A Data Management Plan (DMP) will be first implemented at month 6, and further updated at months 17 and 48, with principles and rules to make the IMPROVE data findable, accessible, interoperable and reusable (FAIR), ensuring data-related Intellectual Property Rights. Daily operational activities and internal cooperation will be supported through a password-protected data-sharing platform, accompanied by a meta-database where the IMPROVE data are catalogued in order to ensure maximum access and usability. Before project end the data generated will be organized by partners INGV and UI into a database with standards adopted by EPOS (, that will provide the platform and services for data opening two years after project end. All data developed in the project will be in principle included in the Open Research Database (ORD), unless major reasons to opt out emerge; data developed by participating SMEs may be left out from the ORD if that conflicts with IPR protection and agreements with the industrial partners. The database will include raw (level 0) data as well as high level data (e.g., located seismicity).

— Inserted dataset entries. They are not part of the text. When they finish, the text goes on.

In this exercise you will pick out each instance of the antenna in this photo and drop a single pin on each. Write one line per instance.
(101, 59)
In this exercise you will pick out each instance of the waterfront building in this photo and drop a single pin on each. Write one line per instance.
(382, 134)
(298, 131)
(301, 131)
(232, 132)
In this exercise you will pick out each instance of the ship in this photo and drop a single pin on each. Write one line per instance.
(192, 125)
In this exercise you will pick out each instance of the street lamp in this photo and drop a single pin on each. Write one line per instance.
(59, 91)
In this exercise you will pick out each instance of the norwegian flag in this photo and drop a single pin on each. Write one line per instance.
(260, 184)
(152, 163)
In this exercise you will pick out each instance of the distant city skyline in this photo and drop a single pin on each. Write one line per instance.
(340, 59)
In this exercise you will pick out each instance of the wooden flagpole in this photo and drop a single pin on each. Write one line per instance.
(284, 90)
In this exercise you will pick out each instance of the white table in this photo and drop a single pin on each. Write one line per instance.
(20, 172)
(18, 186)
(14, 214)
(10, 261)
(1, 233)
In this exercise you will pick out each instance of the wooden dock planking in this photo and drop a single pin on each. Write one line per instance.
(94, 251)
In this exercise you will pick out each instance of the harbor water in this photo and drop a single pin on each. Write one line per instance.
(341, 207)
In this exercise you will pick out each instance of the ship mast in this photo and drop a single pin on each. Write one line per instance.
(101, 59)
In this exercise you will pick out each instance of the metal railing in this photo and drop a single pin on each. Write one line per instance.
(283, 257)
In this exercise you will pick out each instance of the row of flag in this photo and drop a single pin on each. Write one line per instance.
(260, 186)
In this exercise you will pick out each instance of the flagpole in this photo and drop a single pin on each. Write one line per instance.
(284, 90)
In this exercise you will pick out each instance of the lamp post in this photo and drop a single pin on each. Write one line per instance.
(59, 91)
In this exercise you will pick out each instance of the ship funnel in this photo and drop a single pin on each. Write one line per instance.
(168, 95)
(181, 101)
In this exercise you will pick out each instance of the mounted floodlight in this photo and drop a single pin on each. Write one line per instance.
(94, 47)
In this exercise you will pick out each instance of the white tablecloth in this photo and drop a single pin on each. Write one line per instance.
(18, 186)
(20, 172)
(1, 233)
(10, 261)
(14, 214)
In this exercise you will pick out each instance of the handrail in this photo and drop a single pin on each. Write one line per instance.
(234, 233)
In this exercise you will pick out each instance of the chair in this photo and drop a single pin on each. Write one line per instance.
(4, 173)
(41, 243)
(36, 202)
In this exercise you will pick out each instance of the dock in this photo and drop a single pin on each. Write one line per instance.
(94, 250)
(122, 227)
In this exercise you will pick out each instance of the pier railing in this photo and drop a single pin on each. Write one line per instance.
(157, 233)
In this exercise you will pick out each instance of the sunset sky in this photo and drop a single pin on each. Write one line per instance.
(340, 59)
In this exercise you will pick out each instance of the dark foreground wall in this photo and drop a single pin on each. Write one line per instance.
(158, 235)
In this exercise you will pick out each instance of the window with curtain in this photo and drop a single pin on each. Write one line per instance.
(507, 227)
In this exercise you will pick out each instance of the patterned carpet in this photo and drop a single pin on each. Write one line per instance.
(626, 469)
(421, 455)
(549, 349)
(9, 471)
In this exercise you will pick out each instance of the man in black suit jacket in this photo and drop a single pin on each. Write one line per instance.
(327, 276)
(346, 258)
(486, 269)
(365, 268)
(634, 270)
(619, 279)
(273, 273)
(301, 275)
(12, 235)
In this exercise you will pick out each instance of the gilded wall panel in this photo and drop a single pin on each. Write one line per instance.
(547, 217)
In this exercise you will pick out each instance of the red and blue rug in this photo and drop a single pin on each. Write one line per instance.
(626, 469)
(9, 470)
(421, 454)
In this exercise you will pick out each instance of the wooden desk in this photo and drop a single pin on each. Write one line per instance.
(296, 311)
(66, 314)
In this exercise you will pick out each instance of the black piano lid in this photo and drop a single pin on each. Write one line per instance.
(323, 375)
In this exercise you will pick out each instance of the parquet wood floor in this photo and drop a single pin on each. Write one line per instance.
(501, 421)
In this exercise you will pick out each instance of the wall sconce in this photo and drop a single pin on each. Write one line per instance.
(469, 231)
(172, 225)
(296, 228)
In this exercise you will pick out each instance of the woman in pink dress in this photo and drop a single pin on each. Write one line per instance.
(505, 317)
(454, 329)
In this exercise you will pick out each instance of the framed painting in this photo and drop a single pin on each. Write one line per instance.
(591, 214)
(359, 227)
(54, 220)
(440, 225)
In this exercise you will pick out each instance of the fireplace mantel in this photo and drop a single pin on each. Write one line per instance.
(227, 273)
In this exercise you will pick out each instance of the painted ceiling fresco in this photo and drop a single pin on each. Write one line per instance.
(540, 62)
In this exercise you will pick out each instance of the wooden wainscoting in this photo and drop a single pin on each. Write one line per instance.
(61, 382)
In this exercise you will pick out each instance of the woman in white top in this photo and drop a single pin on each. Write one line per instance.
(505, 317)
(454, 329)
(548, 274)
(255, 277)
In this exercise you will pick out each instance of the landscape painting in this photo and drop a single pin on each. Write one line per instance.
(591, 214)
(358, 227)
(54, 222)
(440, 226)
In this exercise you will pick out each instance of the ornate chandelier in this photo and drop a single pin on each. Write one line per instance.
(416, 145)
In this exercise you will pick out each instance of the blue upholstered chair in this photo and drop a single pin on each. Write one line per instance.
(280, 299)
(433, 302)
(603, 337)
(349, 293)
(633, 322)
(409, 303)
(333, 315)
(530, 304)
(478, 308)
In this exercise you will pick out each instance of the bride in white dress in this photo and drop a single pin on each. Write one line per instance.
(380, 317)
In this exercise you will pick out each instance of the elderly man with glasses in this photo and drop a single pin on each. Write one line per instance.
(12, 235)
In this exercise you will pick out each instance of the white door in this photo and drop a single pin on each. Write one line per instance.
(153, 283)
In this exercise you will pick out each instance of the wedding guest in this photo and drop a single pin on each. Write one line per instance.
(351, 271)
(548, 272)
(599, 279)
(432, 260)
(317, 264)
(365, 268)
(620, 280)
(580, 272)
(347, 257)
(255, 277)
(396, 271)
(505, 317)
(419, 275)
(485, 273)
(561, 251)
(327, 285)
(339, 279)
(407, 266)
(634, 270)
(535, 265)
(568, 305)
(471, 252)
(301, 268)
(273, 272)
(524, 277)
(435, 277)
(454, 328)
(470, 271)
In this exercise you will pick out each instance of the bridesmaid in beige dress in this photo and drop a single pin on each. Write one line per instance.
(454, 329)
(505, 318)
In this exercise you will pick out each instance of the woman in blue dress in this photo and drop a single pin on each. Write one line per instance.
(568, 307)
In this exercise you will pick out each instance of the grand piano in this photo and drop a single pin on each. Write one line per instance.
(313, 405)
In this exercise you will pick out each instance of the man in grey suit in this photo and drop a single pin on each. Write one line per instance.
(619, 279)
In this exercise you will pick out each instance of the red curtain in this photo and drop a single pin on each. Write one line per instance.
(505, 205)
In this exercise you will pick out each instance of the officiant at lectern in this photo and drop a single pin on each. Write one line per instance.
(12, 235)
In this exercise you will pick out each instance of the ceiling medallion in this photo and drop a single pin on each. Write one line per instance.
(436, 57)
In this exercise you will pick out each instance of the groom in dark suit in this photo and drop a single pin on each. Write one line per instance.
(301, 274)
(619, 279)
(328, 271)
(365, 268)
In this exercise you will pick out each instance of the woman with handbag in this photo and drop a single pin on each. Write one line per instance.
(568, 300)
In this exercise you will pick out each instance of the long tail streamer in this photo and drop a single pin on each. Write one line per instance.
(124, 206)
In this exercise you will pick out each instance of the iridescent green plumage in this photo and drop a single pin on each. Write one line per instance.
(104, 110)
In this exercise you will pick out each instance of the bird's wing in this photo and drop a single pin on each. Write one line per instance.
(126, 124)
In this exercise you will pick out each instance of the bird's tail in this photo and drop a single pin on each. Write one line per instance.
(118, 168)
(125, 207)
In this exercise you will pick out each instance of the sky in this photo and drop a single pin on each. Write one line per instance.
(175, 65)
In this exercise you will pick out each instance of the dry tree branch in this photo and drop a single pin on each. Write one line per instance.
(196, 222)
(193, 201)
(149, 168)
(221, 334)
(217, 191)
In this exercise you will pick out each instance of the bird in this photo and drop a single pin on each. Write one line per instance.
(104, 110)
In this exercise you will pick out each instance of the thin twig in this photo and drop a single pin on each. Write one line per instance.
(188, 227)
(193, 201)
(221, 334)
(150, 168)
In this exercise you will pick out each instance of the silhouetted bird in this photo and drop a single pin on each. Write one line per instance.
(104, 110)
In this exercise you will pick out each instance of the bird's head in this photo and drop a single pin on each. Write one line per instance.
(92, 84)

The DMP will describe the dataset being generated, the policies adopted for their internal and external use, the standards adopted for data collection and the metadata accompanying the database, the classes of data not included in the database (e.g., those protected by industrial IPR), the methods for data archiving and preservation, and other elements relevant to allow maximum availability and proper referencing. While partner INGV as the Coordinating Organization holds the main responsibility on this WP, partners UI and LV share responsibilities concerning the data produced in relation to WP4 on Krafla volcano; and all partners contribute with the data acquired, processed or produced by them in the frame of the project, as well as with the data external to the project but made accessible to the project consortium.